Ormas Agama Kelola Tambang Batu Bara: Untung atau Buntung?
Tambang batu bara mengakibatkan kerusakan lingkungan dekat Samarinda, provinsi Kalimantan Timur (foto: ilustrasi). |
JAKARTA - Keputusan ormas keagamaan seperti PBNU dan Muhammadiyah untuk menerima tawaran pemerintah dalam mengelola tambang batu bara menuai berbagai pendapat. Beberapa ekonom menganggap langkah ini lebih banyak mudharatnya daripada manfaatnya. Mari kita bahas apakah keputusan ini benar-benar menguntungkan atau justru merugikan.
Keberatan Terhadap Pengelolaan Tambang Batu Bara
Fahmy Radhi, pengamat ekonomi energi dari Universitas Gadjah Mada (UGM), menyatakan kekhawatirannya terhadap keputusan PBNU dan Muhammadiyah untuk terlibat dalam pengelolaan tambang batu bara. Menurutnya, proses tambang batu bara sering kali merusak lingkungan dan menimbulkan berbagai masalah sosial. Selain itu, batu bara diprediksi akan memasuki masa "sunset" atau masa akhir penggunaannya, karena banyak negara maju sudah mulai meninggalkannya.
"Australia, misalnya, sudah menutup tambang batu baranya karena dianggap sebagai sumber energi kotor. Sementara itu, di Indonesia, meskipun cadangan batu bara masih melimpah, PLN sendiri juga mulai beralih ke energi terbarukan," jelas Fahmy.
Selain itu, izin tambang yang diberikan kepada ormas hanya berlaku lima tahun. Menurut Fahmy, waktu tersebut terlalu singkat untuk mendapatkan hasil yang signifikan, terutama karena proses perizinan tambang memerlukan waktu yang cukup lama.
Alternatif yang Lebih Menguntungkan: Energi Terbarukan
Ekonom CELIOS Bhima Yudhistira juga menilai bahwa keputusan ormas keagamaan untuk mengelola tambang batu bara kurang tepat. Dia berpendapat bahwa ormas yang memiliki keahlian dalam pendidikan dan kesehatan sebaiknya lebih fokus pada pengembangan energi terbarukan.

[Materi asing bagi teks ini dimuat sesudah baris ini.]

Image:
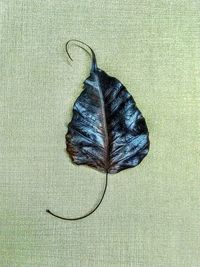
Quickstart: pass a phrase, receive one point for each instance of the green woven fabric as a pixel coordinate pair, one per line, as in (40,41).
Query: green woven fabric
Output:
(150,216)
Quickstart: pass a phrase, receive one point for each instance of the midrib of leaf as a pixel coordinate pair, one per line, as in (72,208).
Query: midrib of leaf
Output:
(104,126)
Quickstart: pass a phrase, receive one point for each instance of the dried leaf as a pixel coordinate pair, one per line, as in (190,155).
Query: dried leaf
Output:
(107,130)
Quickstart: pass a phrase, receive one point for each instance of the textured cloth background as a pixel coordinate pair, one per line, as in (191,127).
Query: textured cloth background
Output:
(150,216)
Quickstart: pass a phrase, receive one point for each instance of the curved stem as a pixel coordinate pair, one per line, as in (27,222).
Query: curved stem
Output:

"Daripada terlibat dalam sektor tambang yang berisiko tinggi dan merusak lingkungan, lebih baik ormas keagamaan berinvestasi dalam energi terbarukan berbasis komunitas, seperti panel surya atau mikrohidro. Ini tidak hanya lebih ramah lingkungan, tetapi juga lebih menguntungkan dalam jangka panjang," ujar Bhima.
Dia menjelaskan bahwa energi terbarukan berbasis komunitas bisa memberikan keuntungan yang jauh lebih besar dan menyerap lebih banyak tenaga kerja. Selain itu, ini juga bisa menjadi solusi bagi ormas dalam menjalankan amal usaha, dengan mengintegrasikan proyek energi terbarukan ke dalam pesantren, sekolah, atau rumah sakit yang mereka kelola.
Potensi Risiko dan Tantangan
Kekhawatiran lain terkait pengelolaan tambang batu bara oleh ormas keagamaan adalah potensi risiko terlibat dalam praktek pertambangan ilegal atau kejahatan tambang. Fahmy dan Bhima mengingatkan bahwa pengelolaan tambang yang tidak diatur dengan baik dapat mengakibatkan kerusakan lingkungan dan masalah sosial yang serius.
"Jangan sampai ormas keagamaan terjerat dalam masalah hukum atau kerusakan lingkungan akibat aktivitas tambang yang tidak ramah lingkungan," kata Fahmy.
Meskipun pengelolaan tambang batu bara oleh ormas keagamaan mungkin terlihat sebagai peluang bisnis, banyak ekonom berpendapat bahwa risiko dan kerugiannya lebih besar daripada manfaatnya. Sebaliknya, berinvestasi dalam energi terbarukan berbasis komunitas bisa menjadi pilihan yang lebih menguntungkan dan berkelanjutan.
Sebagai penutup, keputusan ormas keagamaan untuk terlibat dalam pengelolaan tambang batu bara harus dipertimbangkan dengan hati-hati, dengan mempertimbangkan dampak jangka panjang terhadap lingkungan, masyarakat, dan keuntungan ekonomi yang sebenarnya.
Dengan mempertimbangkan berbagai aspek tersebut, ormas keagamaan mungkin perlu mengevaluasi kembali apakah mereka benar-benar ingin terlibat dalam sektor tambang atau lebih baik beralih ke energi terbarukan yang lebih ramah lingkungan dan menguntungkan.